Il comitato provvisorio tifernate del Partito Popolare Italiano si formò il 28 febbraio 1919. Tra i più attivi vi era don Enrico Giovagnoli. Il vescovo gli dette fiducia, nonostante i passati dissapori, e lo inserì nella giunta direttiva dell’Unione Popolare, perché essa potesse giovarsi del suo prestigio e delle sue indubbie capacità organizzative. Quando la sezione tifernate del partito si costituì ufficialmente, l’assemblea degli iscritti elesse proprio Giovagnoli alla carica di segretario politico.
Il sacerdote cercò di coinvolgere subito Venanzio Gabriotti, invitandolo calorosamente ad assumere un ruolo da protagonista. L’ex presidente del circolo Nova Juventus avrebbe accettato una seconda sollecitazione di Giovagnoli, a prendere in mano l’Unione del Lavoro, il braccio sindacale del movimento cattolico.

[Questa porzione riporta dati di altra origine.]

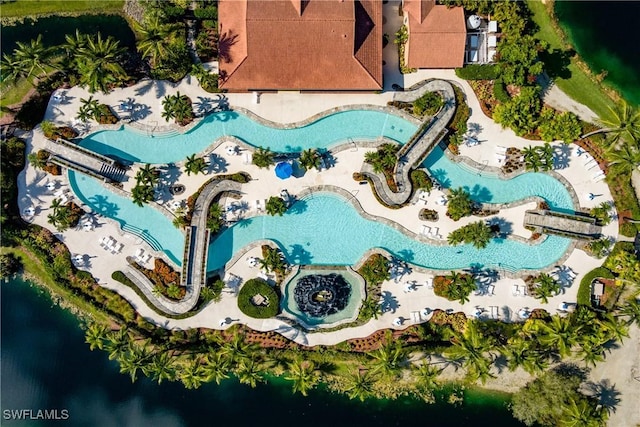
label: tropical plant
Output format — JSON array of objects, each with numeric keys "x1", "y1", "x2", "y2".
[
  {"x1": 600, "y1": 101, "x2": 640, "y2": 148},
  {"x1": 0, "y1": 34, "x2": 52, "y2": 86},
  {"x1": 300, "y1": 148, "x2": 322, "y2": 171},
  {"x1": 447, "y1": 320, "x2": 493, "y2": 384},
  {"x1": 447, "y1": 187, "x2": 473, "y2": 221},
  {"x1": 251, "y1": 147, "x2": 275, "y2": 169},
  {"x1": 370, "y1": 335, "x2": 407, "y2": 378},
  {"x1": 178, "y1": 358, "x2": 207, "y2": 389},
  {"x1": 265, "y1": 196, "x2": 287, "y2": 216},
  {"x1": 608, "y1": 144, "x2": 640, "y2": 175},
  {"x1": 85, "y1": 322, "x2": 108, "y2": 350},
  {"x1": 533, "y1": 273, "x2": 561, "y2": 304},
  {"x1": 235, "y1": 359, "x2": 264, "y2": 388},
  {"x1": 75, "y1": 33, "x2": 127, "y2": 93},
  {"x1": 285, "y1": 357, "x2": 319, "y2": 396},
  {"x1": 184, "y1": 154, "x2": 207, "y2": 175},
  {"x1": 447, "y1": 221, "x2": 495, "y2": 249},
  {"x1": 145, "y1": 352, "x2": 176, "y2": 384},
  {"x1": 203, "y1": 353, "x2": 229, "y2": 385},
  {"x1": 538, "y1": 316, "x2": 582, "y2": 357},
  {"x1": 161, "y1": 92, "x2": 193, "y2": 126},
  {"x1": 364, "y1": 143, "x2": 400, "y2": 173},
  {"x1": 344, "y1": 369, "x2": 373, "y2": 402},
  {"x1": 133, "y1": 15, "x2": 177, "y2": 67}
]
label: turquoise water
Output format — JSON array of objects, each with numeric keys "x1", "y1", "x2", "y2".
[
  {"x1": 69, "y1": 171, "x2": 184, "y2": 265},
  {"x1": 208, "y1": 193, "x2": 570, "y2": 270},
  {"x1": 423, "y1": 147, "x2": 574, "y2": 212},
  {"x1": 281, "y1": 269, "x2": 364, "y2": 326},
  {"x1": 80, "y1": 110, "x2": 417, "y2": 163}
]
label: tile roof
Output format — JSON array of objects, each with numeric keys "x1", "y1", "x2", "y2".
[
  {"x1": 403, "y1": 0, "x2": 467, "y2": 68},
  {"x1": 218, "y1": 0, "x2": 382, "y2": 91}
]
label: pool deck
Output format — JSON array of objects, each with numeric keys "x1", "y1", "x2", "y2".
[{"x1": 18, "y1": 62, "x2": 618, "y2": 345}]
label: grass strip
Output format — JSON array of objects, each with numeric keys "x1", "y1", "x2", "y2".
[
  {"x1": 2, "y1": 0, "x2": 124, "y2": 20},
  {"x1": 527, "y1": 0, "x2": 615, "y2": 118},
  {"x1": 0, "y1": 246, "x2": 113, "y2": 324}
]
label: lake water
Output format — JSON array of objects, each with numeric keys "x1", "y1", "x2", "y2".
[
  {"x1": 0, "y1": 279, "x2": 522, "y2": 427},
  {"x1": 555, "y1": 1, "x2": 640, "y2": 105}
]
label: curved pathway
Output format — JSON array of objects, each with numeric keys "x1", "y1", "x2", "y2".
[{"x1": 361, "y1": 80, "x2": 456, "y2": 205}]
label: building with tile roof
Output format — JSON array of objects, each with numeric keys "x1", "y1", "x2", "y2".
[
  {"x1": 218, "y1": 0, "x2": 382, "y2": 92},
  {"x1": 402, "y1": 0, "x2": 467, "y2": 68}
]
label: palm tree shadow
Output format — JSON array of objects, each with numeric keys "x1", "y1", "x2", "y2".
[
  {"x1": 287, "y1": 200, "x2": 308, "y2": 215},
  {"x1": 553, "y1": 144, "x2": 571, "y2": 169},
  {"x1": 380, "y1": 291, "x2": 400, "y2": 313},
  {"x1": 583, "y1": 379, "x2": 621, "y2": 412},
  {"x1": 487, "y1": 217, "x2": 513, "y2": 238},
  {"x1": 208, "y1": 153, "x2": 229, "y2": 174}
]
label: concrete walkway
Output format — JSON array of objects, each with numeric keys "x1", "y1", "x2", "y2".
[{"x1": 361, "y1": 80, "x2": 456, "y2": 206}]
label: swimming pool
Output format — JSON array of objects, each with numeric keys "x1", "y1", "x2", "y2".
[
  {"x1": 423, "y1": 147, "x2": 574, "y2": 212},
  {"x1": 79, "y1": 110, "x2": 417, "y2": 163},
  {"x1": 208, "y1": 193, "x2": 570, "y2": 270},
  {"x1": 69, "y1": 170, "x2": 184, "y2": 265}
]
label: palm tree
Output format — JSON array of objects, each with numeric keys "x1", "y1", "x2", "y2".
[
  {"x1": 608, "y1": 144, "x2": 640, "y2": 175},
  {"x1": 84, "y1": 322, "x2": 108, "y2": 350},
  {"x1": 76, "y1": 33, "x2": 127, "y2": 93},
  {"x1": 184, "y1": 154, "x2": 207, "y2": 175},
  {"x1": 371, "y1": 337, "x2": 407, "y2": 378},
  {"x1": 178, "y1": 359, "x2": 206, "y2": 389},
  {"x1": 2, "y1": 34, "x2": 51, "y2": 86},
  {"x1": 559, "y1": 398, "x2": 609, "y2": 427},
  {"x1": 587, "y1": 101, "x2": 640, "y2": 145},
  {"x1": 538, "y1": 316, "x2": 582, "y2": 357},
  {"x1": 300, "y1": 148, "x2": 322, "y2": 171},
  {"x1": 145, "y1": 352, "x2": 176, "y2": 384},
  {"x1": 533, "y1": 273, "x2": 560, "y2": 304},
  {"x1": 285, "y1": 357, "x2": 318, "y2": 396},
  {"x1": 204, "y1": 353, "x2": 229, "y2": 385},
  {"x1": 258, "y1": 247, "x2": 287, "y2": 272},
  {"x1": 104, "y1": 327, "x2": 130, "y2": 360},
  {"x1": 618, "y1": 298, "x2": 640, "y2": 327},
  {"x1": 448, "y1": 320, "x2": 493, "y2": 383},
  {"x1": 134, "y1": 15, "x2": 176, "y2": 67},
  {"x1": 265, "y1": 196, "x2": 287, "y2": 216},
  {"x1": 235, "y1": 359, "x2": 264, "y2": 388},
  {"x1": 251, "y1": 147, "x2": 275, "y2": 169},
  {"x1": 345, "y1": 369, "x2": 373, "y2": 402}
]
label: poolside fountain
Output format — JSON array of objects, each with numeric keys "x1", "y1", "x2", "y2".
[{"x1": 282, "y1": 267, "x2": 365, "y2": 329}]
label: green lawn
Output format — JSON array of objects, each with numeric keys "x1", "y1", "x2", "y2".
[
  {"x1": 0, "y1": 247, "x2": 112, "y2": 324},
  {"x1": 527, "y1": 0, "x2": 614, "y2": 117},
  {"x1": 2, "y1": 0, "x2": 124, "y2": 18}
]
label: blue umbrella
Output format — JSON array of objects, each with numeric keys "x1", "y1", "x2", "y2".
[{"x1": 276, "y1": 162, "x2": 293, "y2": 179}]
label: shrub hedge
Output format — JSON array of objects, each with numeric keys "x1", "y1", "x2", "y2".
[
  {"x1": 238, "y1": 278, "x2": 280, "y2": 319},
  {"x1": 456, "y1": 64, "x2": 500, "y2": 80},
  {"x1": 578, "y1": 267, "x2": 613, "y2": 306}
]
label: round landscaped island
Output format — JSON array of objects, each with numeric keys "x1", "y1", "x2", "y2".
[{"x1": 282, "y1": 267, "x2": 365, "y2": 329}]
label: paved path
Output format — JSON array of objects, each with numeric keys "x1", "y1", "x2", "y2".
[{"x1": 361, "y1": 80, "x2": 456, "y2": 205}]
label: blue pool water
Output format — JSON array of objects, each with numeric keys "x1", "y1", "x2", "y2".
[
  {"x1": 208, "y1": 193, "x2": 570, "y2": 270},
  {"x1": 423, "y1": 147, "x2": 574, "y2": 212},
  {"x1": 80, "y1": 110, "x2": 417, "y2": 163},
  {"x1": 69, "y1": 171, "x2": 184, "y2": 265}
]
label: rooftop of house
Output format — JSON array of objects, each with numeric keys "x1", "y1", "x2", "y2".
[
  {"x1": 218, "y1": 0, "x2": 382, "y2": 91},
  {"x1": 403, "y1": 0, "x2": 467, "y2": 68}
]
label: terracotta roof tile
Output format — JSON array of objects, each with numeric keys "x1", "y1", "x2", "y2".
[
  {"x1": 403, "y1": 0, "x2": 467, "y2": 68},
  {"x1": 218, "y1": 0, "x2": 382, "y2": 91}
]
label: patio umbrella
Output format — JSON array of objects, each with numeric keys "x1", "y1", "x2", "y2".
[{"x1": 276, "y1": 162, "x2": 293, "y2": 179}]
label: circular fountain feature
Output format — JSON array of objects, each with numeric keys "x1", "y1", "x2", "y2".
[
  {"x1": 293, "y1": 273, "x2": 351, "y2": 317},
  {"x1": 282, "y1": 267, "x2": 365, "y2": 329}
]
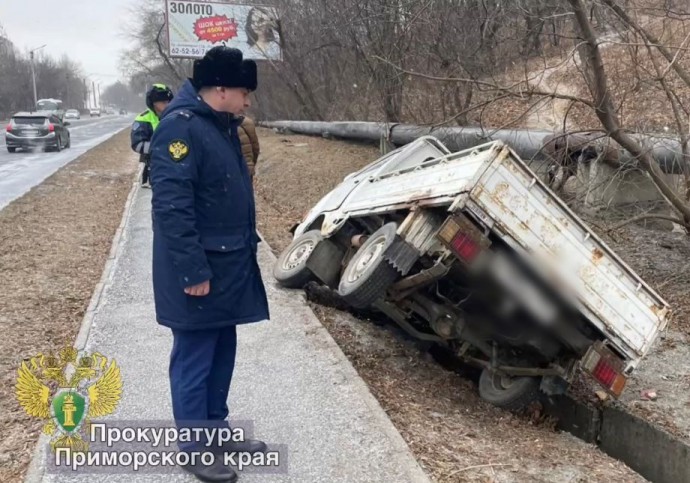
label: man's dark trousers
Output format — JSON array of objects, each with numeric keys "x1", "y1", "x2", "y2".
[{"x1": 169, "y1": 326, "x2": 237, "y2": 451}]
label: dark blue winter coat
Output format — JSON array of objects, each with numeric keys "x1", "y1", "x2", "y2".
[{"x1": 151, "y1": 81, "x2": 269, "y2": 329}]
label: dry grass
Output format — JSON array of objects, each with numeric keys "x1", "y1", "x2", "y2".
[
  {"x1": 0, "y1": 132, "x2": 138, "y2": 482},
  {"x1": 256, "y1": 129, "x2": 643, "y2": 482}
]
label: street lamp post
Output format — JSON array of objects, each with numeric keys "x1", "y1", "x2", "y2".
[{"x1": 29, "y1": 44, "x2": 46, "y2": 108}]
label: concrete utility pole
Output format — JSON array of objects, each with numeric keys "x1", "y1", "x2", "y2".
[{"x1": 29, "y1": 44, "x2": 46, "y2": 109}]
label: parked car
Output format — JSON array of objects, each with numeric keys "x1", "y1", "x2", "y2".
[
  {"x1": 273, "y1": 136, "x2": 670, "y2": 409},
  {"x1": 5, "y1": 112, "x2": 71, "y2": 153}
]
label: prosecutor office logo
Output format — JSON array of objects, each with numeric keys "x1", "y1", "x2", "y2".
[
  {"x1": 168, "y1": 140, "x2": 189, "y2": 163},
  {"x1": 16, "y1": 347, "x2": 122, "y2": 452}
]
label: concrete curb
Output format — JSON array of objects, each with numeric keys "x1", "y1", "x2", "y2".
[
  {"x1": 545, "y1": 396, "x2": 690, "y2": 483},
  {"x1": 24, "y1": 164, "x2": 143, "y2": 483}
]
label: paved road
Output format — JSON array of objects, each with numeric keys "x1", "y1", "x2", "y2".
[
  {"x1": 25, "y1": 188, "x2": 429, "y2": 483},
  {"x1": 0, "y1": 116, "x2": 134, "y2": 210}
]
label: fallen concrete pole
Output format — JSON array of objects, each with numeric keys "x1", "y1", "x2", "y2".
[{"x1": 259, "y1": 121, "x2": 685, "y2": 174}]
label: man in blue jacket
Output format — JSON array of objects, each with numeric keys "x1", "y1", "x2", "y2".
[{"x1": 151, "y1": 47, "x2": 269, "y2": 481}]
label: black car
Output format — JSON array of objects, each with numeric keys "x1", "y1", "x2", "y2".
[{"x1": 5, "y1": 112, "x2": 71, "y2": 153}]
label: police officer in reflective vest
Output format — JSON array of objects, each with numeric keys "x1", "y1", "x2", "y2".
[
  {"x1": 151, "y1": 47, "x2": 269, "y2": 481},
  {"x1": 130, "y1": 84, "x2": 173, "y2": 188}
]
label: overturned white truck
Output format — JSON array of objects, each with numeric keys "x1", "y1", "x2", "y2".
[{"x1": 274, "y1": 136, "x2": 670, "y2": 409}]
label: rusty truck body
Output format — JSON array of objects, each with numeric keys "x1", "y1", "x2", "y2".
[{"x1": 274, "y1": 136, "x2": 670, "y2": 409}]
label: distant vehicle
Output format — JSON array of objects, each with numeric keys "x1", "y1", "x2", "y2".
[
  {"x1": 5, "y1": 111, "x2": 72, "y2": 153},
  {"x1": 36, "y1": 98, "x2": 65, "y2": 119}
]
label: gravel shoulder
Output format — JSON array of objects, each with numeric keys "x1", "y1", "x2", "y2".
[{"x1": 0, "y1": 130, "x2": 138, "y2": 482}]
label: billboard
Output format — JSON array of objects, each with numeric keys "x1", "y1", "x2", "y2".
[{"x1": 165, "y1": 0, "x2": 282, "y2": 60}]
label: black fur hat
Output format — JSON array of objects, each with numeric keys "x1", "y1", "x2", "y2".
[{"x1": 192, "y1": 46, "x2": 257, "y2": 91}]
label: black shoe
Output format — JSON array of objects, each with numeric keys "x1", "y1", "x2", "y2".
[
  {"x1": 216, "y1": 439, "x2": 268, "y2": 454},
  {"x1": 182, "y1": 458, "x2": 237, "y2": 483}
]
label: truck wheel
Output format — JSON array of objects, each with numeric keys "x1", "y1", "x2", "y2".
[
  {"x1": 479, "y1": 369, "x2": 540, "y2": 411},
  {"x1": 273, "y1": 230, "x2": 323, "y2": 288},
  {"x1": 338, "y1": 223, "x2": 398, "y2": 309}
]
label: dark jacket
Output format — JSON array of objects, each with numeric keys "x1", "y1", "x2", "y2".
[
  {"x1": 151, "y1": 81, "x2": 269, "y2": 329},
  {"x1": 238, "y1": 117, "x2": 260, "y2": 177}
]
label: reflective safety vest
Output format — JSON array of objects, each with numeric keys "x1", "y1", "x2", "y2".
[{"x1": 134, "y1": 109, "x2": 161, "y2": 131}]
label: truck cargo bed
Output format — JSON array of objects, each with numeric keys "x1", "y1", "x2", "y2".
[{"x1": 465, "y1": 144, "x2": 669, "y2": 371}]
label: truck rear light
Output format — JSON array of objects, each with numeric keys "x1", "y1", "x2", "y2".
[
  {"x1": 437, "y1": 215, "x2": 489, "y2": 262},
  {"x1": 582, "y1": 343, "x2": 628, "y2": 398}
]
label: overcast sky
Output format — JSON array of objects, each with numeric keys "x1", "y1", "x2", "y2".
[{"x1": 0, "y1": 0, "x2": 140, "y2": 85}]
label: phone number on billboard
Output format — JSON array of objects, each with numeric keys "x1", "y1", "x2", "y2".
[{"x1": 170, "y1": 47, "x2": 206, "y2": 55}]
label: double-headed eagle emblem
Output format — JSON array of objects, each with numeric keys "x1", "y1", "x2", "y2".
[{"x1": 16, "y1": 347, "x2": 122, "y2": 452}]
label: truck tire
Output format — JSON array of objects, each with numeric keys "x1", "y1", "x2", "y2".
[
  {"x1": 479, "y1": 369, "x2": 540, "y2": 411},
  {"x1": 273, "y1": 230, "x2": 323, "y2": 288},
  {"x1": 338, "y1": 223, "x2": 399, "y2": 309}
]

Per un po’ Giovagnoli e Gabriotti marciarono uniti, per quanto con idee non sempre collimanti. Entrambi furono protagonisti dei lavori del I Congresso umbro del P.P.I., svoltosi ad Assisi alla fine del 1920 alla presenza del segretario nazionale don Luigi Sturzo. Sulla spinosa questione agraria, il congresso approvò all’unanimità l’ordine del giorno della sezione di Città di Castello, illustrato proprio da Giovagnoli.
Nel congresso del Partito Popolare dell’ottobre del 1921, che discusse il problema dei rapporti con il Fascio di Combattimento e la questione delle alleanze politiche, la sezione tifernate si schierò con la posizione di Giovagnoli e Gabriotti, che auspicavano la "netta" distinzione del P.P.I. da ogni altro partito, a "salvaguardia della purezza e della integrità" dei suoi principi; lasciavano aperti spiragli per accordi di collaborazione, che avrebbe comunque dovuto avere come fondamento un "programma schiettamente democratico".
Allora già stavano emergendo dissapori di carattere politico e personale tra Giovagnoli e Gabriotti. Il sacerdote cessa di comparire come figura centrale della sezione “popolare” tifernate, che trovò in Gabriotti il suo battagliero leader.